The New York Yankees are gearing up for a three-game set against the Athletics this weekend and they are lined up against ... three former starting pitchers they once employed. And that's prompted fans to go down memory lane with some of these guys due to the wild coincidence.
Mitch Spence, JP Sears and Luis Severino will be the three scheduled starters for Friday through Sunday. New York has faced all of these guys as a member of the A's, so it's not a complete shock, but all of them on consecutive days is just baffling.
Historically, the Yankees and A's are frequent trade partners and they've poached one another's players in various ways. In the case of Spence, Sears and Severino, we have the trifeca: Rule 5 Draft, trade and free agency signing.
Revisiting Yankees-Athletics transaction history with NYY facing 3 former starters
Mitch Spence
Spence, a former 10th-round pick of the Yankees back in 2019, made his MLB debut last season and has been having a solid 2025. He's got a 3.84 ERA, 3.77 FIP and 1.30 WHIP across 58 2/3 innings. He's mostly been used as a reliever, but he's making his fifth start against New York on Friday night.

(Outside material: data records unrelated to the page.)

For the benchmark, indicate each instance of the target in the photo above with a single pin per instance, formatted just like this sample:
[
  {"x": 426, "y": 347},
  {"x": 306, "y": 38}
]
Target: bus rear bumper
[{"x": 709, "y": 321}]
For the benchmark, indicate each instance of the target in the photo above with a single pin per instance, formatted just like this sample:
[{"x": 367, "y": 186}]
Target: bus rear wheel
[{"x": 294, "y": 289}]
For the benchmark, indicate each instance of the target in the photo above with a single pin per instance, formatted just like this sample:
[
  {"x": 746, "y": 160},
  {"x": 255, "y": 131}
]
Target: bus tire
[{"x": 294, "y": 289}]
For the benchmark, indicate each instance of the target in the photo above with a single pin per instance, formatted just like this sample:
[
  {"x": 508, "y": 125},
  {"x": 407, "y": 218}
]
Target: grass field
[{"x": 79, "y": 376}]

The Yankees lost Spence to the A's back in 2023 when Oakland selected him with the first overall pick in the Rule 5 Draft. The Yankees didn't protect the right-hander, who just finished his age-25 season at Triple-A with a 4.47 ERA, 1.32 WHIP and 153 strikeouts across 29 starts (163 innings). With those stats, the Yankees opted not to add him to the 40-man roster and left him exposed to the Rule 5 Draft. They lost him, the A's kept him on their 40-man for the entire 2023 season, and now he's there to stay.
Spence recorded two innings against the Yankees earlier this year and got rocked to the tune of three earned runs on four hits and a walk.
JP Sears
The year before the A's swiped Spence from the Bombers, they received JP Sears in a trade. And that trade is one of the most hated in recent Yankees history. It was the deal that sent Frankie Montas and Lou Trivino to the Bronx at the 2022 trade deadline.
Sears was packaged with Ken Waldichuk, Luis Medina and Cooper Bowman — none of whom panned out. Sears has been the best of the bunch, as he's on pace to make 32 starts for the third straight year. He has a 4.65 ERA and 1.28 WHIP with the A's in 90 games (89 starts), totaling 482 innings.
The Yankees have pretty much tattooed him, as he's 0-4 with a 5.74 ERA and 1.47 WHIP in six starts against them since 2023, but in 2025 he turned in a nice outing featuring five innings of one-run ball in what ended up being a win for the A's.
Luis Severino
And finally, we have Severino, who signed the largest free agent contract in Athletics history this past offseason. Sevy didn't come straight from the Bronx — he had a layover in Queens — but he spent 2015-2023 with the Yanks.
Never in a million years would the Yankees have gone back to the well to pay Severino the $67 million over three seasons that the A's did, but John Fisher needed to spend money to justify the franchise's move to Las Vegas. It's just funny they made that expenditure on one of the most disappointing Yankees players of the Aaron Judge era.
Sevy didn't face the Yanks in 2024 as the Mets strategically shifted their rotation around so he wouldn't have to, but New York destroyed him earlier this year. It was Severino's worst start of 2025 — he allowed eight earned runs on nine hits and two walks over just four innings.